Bevor ich studierte, hatte ich schon den Beruf des Goldschmiedes gelernt und es zum Meister gebracht. Meine Eltern verstanden die Welt nicht mehr, als ich den erlernten Beruf aufgab, um Künstler zu werden. Akzeptiert und stolz waren sie erst, als ich mit 38 Professor wurde.

Du gingst 1975, nachdem du nach künstlerischen Aktionen in Vorarlberg inhaftiert und psychiatrisiert wurdest, nach München ins Exil. Was verbindet dich noch mit Vorarlberg?

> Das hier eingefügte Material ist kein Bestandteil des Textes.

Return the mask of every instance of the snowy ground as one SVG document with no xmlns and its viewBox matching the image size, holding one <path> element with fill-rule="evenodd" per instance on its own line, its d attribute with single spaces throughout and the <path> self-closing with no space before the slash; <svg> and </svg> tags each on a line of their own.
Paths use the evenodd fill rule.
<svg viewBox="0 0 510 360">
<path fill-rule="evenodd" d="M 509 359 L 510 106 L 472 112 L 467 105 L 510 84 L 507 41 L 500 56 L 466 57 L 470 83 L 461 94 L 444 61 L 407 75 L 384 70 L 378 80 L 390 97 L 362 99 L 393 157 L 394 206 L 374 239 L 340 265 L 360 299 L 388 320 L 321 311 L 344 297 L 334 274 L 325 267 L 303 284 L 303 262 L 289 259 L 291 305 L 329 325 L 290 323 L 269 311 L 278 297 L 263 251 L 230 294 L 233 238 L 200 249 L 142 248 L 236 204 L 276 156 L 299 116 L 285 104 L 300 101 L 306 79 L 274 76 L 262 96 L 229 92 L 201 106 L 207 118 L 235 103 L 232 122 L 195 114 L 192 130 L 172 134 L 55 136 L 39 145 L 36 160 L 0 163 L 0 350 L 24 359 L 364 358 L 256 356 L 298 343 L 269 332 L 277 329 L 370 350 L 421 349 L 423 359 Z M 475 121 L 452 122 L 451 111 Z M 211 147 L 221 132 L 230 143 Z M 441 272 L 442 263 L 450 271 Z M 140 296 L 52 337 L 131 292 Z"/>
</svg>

Wenn du dich von deinen Wurzeln trennst, verlierst du einen Teil deiner Identität … Wer seine Herkunft verleugnet, verleugnet sich selbst.

Gibt es so etwas wie ein Signaturwerk, in dem sich deine Haltung und deine Ziele in besonderer Weise verdichten?

In meiner Arbeit ging es im Kern immer darum, wie das Leben funktioniert, welche Strategien und Formen du finden und entwickeln musst, um in einer so komplexen Welt existieren und überleben zu können. Ich glaube diese Fragen stellt sich das Tier Mensch, seit er vom Baum herabgestiegen ist.

Eines deiner Kunstwerke hatte als Botschaft „Ficken, Fressen, Fernsehen“. Auf der documenta hast du mit deinem Hund „Hitler“ für Kontroversen gesorgt. Du hast Leute bezahlt, um dich mit Pfeilen zu verletzen und hast eine Kuh aus einem Flugzeug geworfen, im Kunstraum Innsbruck angeblich gezählte 1200 Mal mit dem Kopf gegen eine Wand geschlagen, dabei skandiert „schuldig oder nicht schuldig“. Du giltst als das „Enfant Terrible“ der Kunstszene. Muss gute Kunst Tabus brechen und provozieren?

Ich möchte, dass man sich mit dem beschäftigt, was ich denke und tue, dass man nicht achtlos daran vorbeigeht. Ich möchte meine Lebenszeit nicht mit Belanglosigkeiten vergeuden. Gute Kunst hat in ihrer Zeit immer verstört, irritiert und provoziert, von Michelangelo über Goya bis Francis Bacon, von Bosch bis Bruce Nauman. Alle haben sie mit ihrer Kunst dem Establishment in die Fresse geschlagen. Wenn das die heutige Kunst ebenso vermag, was ist daran falsch? „Kunst ist nicht der Spiegel, den man der Gesellschaft vorhält, sondern der Hammer, mit dem man sie gestaltet.“ Als ich diesen Satz von Karl Marx als ungefähr 40-jähriger Künstler gelesen hatte, dachte ich mir, das Zitat beschreibt meine Haltung und das, was ich bis dahin als Künstler gemacht habe.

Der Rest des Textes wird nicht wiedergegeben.